Anonslar yaptırdıklarını, insanları sosyal medya ve cep telefonları aracılığıyla sokaklara ve meydanlara çağırdıklarını ifade eden Ertürk, Bu sırada Cumhurbaşkanı Erdoğan’ın, İmam Hatip Lisesi’nden arkadaşı olan kendisinin de tanıdığı bir imamın, ‘böyle durumlarda camilerden sela okunur’ dediğini hatırlattı. İlk başta şaşırdığını anlatan Ertürk, “Bunun üzerine 22.30 sıraları tüm imamlar cep telefonu aracılığıyla birbirleriyle haberleşerek camilerin minaresinden sela vermeye başladı. Ardından Diyanet İşleri Başkanlığı’nın talimatıyla her camiden selalar yükseldi.” dedi Uçakların alçak uçuş yapması üzerine artık darbe girişimi olduğuna iyice inandıklarını da kaydeden Ertürk, insanların Esenboğa Havalimanı’na akın ettiğini anlattı.

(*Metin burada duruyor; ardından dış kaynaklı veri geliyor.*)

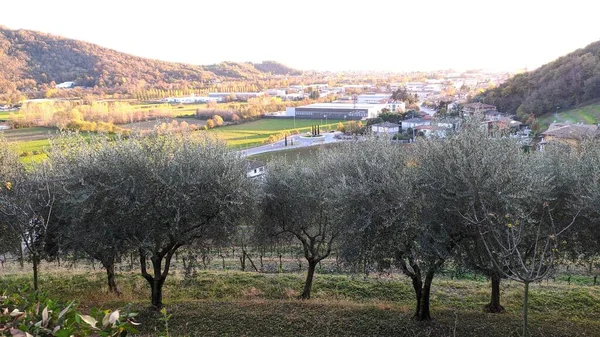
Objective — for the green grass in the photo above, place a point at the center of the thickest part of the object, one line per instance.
(233, 303)
(4, 115)
(589, 114)
(255, 133)
(291, 154)
(29, 140)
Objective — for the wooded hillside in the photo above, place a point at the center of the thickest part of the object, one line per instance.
(32, 61)
(567, 82)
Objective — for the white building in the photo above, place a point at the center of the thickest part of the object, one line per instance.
(255, 168)
(385, 128)
(414, 122)
(346, 111)
(191, 99)
(372, 98)
(396, 106)
(65, 85)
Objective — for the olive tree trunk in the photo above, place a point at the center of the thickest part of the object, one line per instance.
(494, 305)
(312, 264)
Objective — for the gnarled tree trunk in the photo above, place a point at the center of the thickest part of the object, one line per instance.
(494, 305)
(312, 264)
(157, 280)
(110, 276)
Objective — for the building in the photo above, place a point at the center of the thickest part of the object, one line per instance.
(432, 130)
(571, 134)
(396, 106)
(65, 85)
(255, 168)
(346, 111)
(414, 122)
(385, 128)
(191, 99)
(472, 109)
(373, 98)
(242, 96)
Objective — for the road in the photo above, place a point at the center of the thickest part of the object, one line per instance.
(297, 140)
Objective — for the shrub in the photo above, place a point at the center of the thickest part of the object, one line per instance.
(25, 313)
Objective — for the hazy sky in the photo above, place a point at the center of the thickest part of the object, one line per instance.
(324, 34)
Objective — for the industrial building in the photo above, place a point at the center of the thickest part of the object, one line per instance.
(373, 98)
(336, 111)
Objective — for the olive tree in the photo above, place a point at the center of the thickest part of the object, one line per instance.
(10, 170)
(153, 194)
(181, 189)
(524, 211)
(299, 202)
(89, 202)
(388, 215)
(584, 242)
(28, 207)
(470, 174)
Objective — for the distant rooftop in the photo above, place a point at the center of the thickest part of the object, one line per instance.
(342, 106)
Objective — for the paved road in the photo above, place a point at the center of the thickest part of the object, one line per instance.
(297, 140)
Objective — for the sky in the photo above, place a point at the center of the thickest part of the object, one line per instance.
(324, 35)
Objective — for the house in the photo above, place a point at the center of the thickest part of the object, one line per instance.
(571, 134)
(386, 128)
(414, 122)
(396, 106)
(65, 85)
(431, 130)
(255, 168)
(472, 109)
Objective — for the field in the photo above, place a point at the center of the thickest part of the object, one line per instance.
(29, 140)
(255, 133)
(589, 114)
(291, 154)
(149, 125)
(5, 114)
(234, 303)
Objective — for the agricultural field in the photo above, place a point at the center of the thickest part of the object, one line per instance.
(4, 115)
(235, 303)
(291, 154)
(256, 133)
(149, 125)
(29, 140)
(589, 114)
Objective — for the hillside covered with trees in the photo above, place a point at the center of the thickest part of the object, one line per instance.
(570, 81)
(33, 61)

“AKINCILAR ÜSSÜNDE SAT KOMANDOLARI BEKLİYORDU”
İnsanların akın etmesi üzerine yolda trafiğin kilitlendiğini de anlatan Ertürk, Akıncılar Üssü’ne gittiklerinde yaşadıklarını şöyle anlattı: “Önceleri kapıda Uzman Çavuş veya Onbaşılar beklerdi. Ancak, baktık kapıda rütbeli subaylar ve özel kıyafetli silahlı SAT komandoları vardı. Silahları üzerimize doğrultmuşlardı. Bize, ‘Ülkemiz tehdit altında. Kandil’e operasyon yapacağız. Burayı terk edin.’ dediler. Ancak biz reddettik ve terk etmedik. İyice şüphelenmiştik. Başbakanımızın açıklamasının ve TBMM ile bir çok yerin bombalanmasının ardından merkez üssün Akıncılar olduğunu anladık.” dedi.

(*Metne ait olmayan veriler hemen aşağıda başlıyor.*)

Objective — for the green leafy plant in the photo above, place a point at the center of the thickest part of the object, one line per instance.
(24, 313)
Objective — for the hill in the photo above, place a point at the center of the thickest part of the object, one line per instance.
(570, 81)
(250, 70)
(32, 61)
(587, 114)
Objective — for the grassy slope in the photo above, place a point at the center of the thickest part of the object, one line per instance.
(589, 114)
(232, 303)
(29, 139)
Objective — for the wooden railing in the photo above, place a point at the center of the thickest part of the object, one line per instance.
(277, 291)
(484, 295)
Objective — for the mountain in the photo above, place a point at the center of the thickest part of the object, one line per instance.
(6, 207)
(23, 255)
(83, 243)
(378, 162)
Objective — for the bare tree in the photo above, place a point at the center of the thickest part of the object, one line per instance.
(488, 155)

“4 UÇAK İSTANBUL’U 3 UÇAK ANKARA’YI UÇURMAYA YETERDİ”
Uçakların havalanmasını önlemek için çare aramaya başladıklarını söyleyen Ertürk, bir çok insanın saman balyalarını, hasatlarını ve otomobil lastiklerini yaktıklarını belirtti. Bu sırada gökyüzünün yoğun duman altında kaldığını belirten Ertürk, Akıncılar Üssü’nde Genelkurmay Başkanı ile kuvvet komutanlarının tutulduğunu öğrendikten sonra kararlı şekilde mücadelelerini sürdürdüklerini anlattı. Ertürk, sözlerini şöyle sürdürdü: “Üzerimizde helikopter geziniyordu. Üssün hemen yanındaki camiden sela sesi yükseldi. Daha önce böyle bir sela işitmemiştim. Tüylerim diken diken oldu. Hainler camiye yöneldi ancak yerini bulamadılar.”

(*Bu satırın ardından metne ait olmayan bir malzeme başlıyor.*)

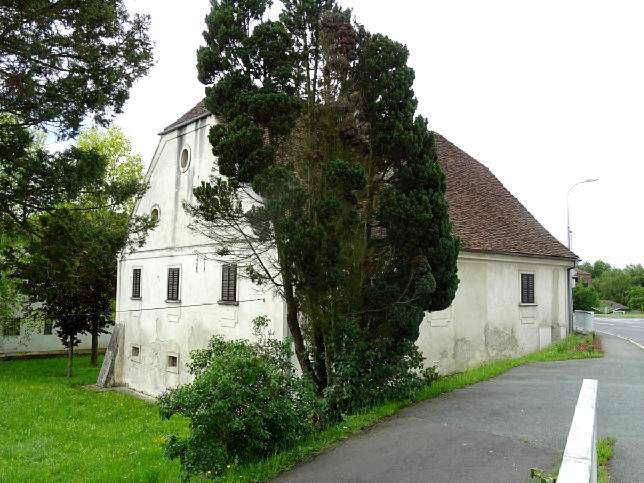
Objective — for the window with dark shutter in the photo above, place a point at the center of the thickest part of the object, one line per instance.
(527, 288)
(173, 284)
(228, 282)
(136, 283)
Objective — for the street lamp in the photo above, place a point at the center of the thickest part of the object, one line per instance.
(568, 232)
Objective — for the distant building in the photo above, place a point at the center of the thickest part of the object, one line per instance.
(578, 275)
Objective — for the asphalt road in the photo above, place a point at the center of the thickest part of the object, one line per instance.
(496, 430)
(631, 328)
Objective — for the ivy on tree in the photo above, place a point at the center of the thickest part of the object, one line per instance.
(346, 215)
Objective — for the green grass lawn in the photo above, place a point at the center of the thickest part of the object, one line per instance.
(54, 430)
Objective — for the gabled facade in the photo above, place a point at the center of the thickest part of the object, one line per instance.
(175, 292)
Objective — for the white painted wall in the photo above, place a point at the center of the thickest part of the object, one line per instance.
(487, 320)
(31, 342)
(160, 328)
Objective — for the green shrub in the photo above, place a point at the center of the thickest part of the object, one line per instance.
(368, 371)
(245, 403)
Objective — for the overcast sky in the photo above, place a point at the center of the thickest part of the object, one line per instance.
(545, 94)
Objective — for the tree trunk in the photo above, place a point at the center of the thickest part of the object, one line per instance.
(296, 332)
(94, 357)
(70, 357)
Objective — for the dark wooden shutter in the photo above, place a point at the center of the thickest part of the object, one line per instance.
(173, 284)
(136, 283)
(229, 282)
(527, 288)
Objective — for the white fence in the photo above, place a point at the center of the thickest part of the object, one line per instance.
(579, 463)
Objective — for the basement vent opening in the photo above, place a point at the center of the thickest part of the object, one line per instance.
(173, 363)
(184, 159)
(135, 353)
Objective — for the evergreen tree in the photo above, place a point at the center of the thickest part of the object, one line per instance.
(346, 214)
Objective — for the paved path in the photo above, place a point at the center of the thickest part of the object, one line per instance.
(496, 430)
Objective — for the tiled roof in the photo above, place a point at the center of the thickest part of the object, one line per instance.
(485, 214)
(196, 112)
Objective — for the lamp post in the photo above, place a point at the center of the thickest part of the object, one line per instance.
(568, 232)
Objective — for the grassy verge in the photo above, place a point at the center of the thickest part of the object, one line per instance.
(55, 431)
(605, 449)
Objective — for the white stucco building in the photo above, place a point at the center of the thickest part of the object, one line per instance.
(175, 293)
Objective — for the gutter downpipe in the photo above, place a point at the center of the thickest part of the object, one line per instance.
(569, 290)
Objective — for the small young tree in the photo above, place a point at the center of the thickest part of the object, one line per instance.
(67, 260)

“YAKIT TANKERİNİ PATLATIP ÜSSÜ HAVAYA UÇURMAYI DÜŞÜNDÜK”
İlerleyen saatlerde gökyüzünde gezinen helikopterden minarenin tarandığını da anlatan Ertürk, binlerce insana, ‘dağılın hepinizi öldüreceğiz’ diye seslendiklerini kaydetti. Ancak dağılmadıklarını kaydeden Ertürk, şöyle konuştu: “Üste, devletimizin düşmana karşı son çare olarak kullanacağı mühimmat yüklü uçaklar bulunuyordu. 4 uçak İstanbul’u, 3 uçak Ankara’yı havaya uçurmaya yeterdi. Bu sırada hainlere katılmayan pilotların kafasına silah dayanmış. Bir subay, bizim direnişimizi içerideki üst rütbeli subaya iletmiş. O da bunun üzerine ‘ateş açın’ talimatı vermiş. Çok zorlu anlar yaşadık. Hatta, yakıt tankerini patlatıp üssü kullanılmaz hale getirmeyi bile düşündük. 15 dakika boyunca 400’ü aşkın hain üzerimize ateş açtı. Yerlerde yaralı yatanlara ateş ettiler. İnsanlarımız tanımadığı kişilerin yaralarının üzerine gömleğini koydu. Ateşe rağmen yaralıları uzaklaştırmaya çalıştılar. Çanakkale ruhu yeniden canlanmıştı. “ şeklinde konuştu. Hastanede de her yerde yaralılar olduğunu belirten Ertürk, yarası hafif olanların ağır yaralılara sedyelerini verdiklerini anlattı. 9 Şehit ve 92 gazimiz var. O kadar ateşle daha çok şehit verebilirdik. “
“BU KATİLLER Mİ YETİŞTİRDİĞİN ALTIN NESİL?”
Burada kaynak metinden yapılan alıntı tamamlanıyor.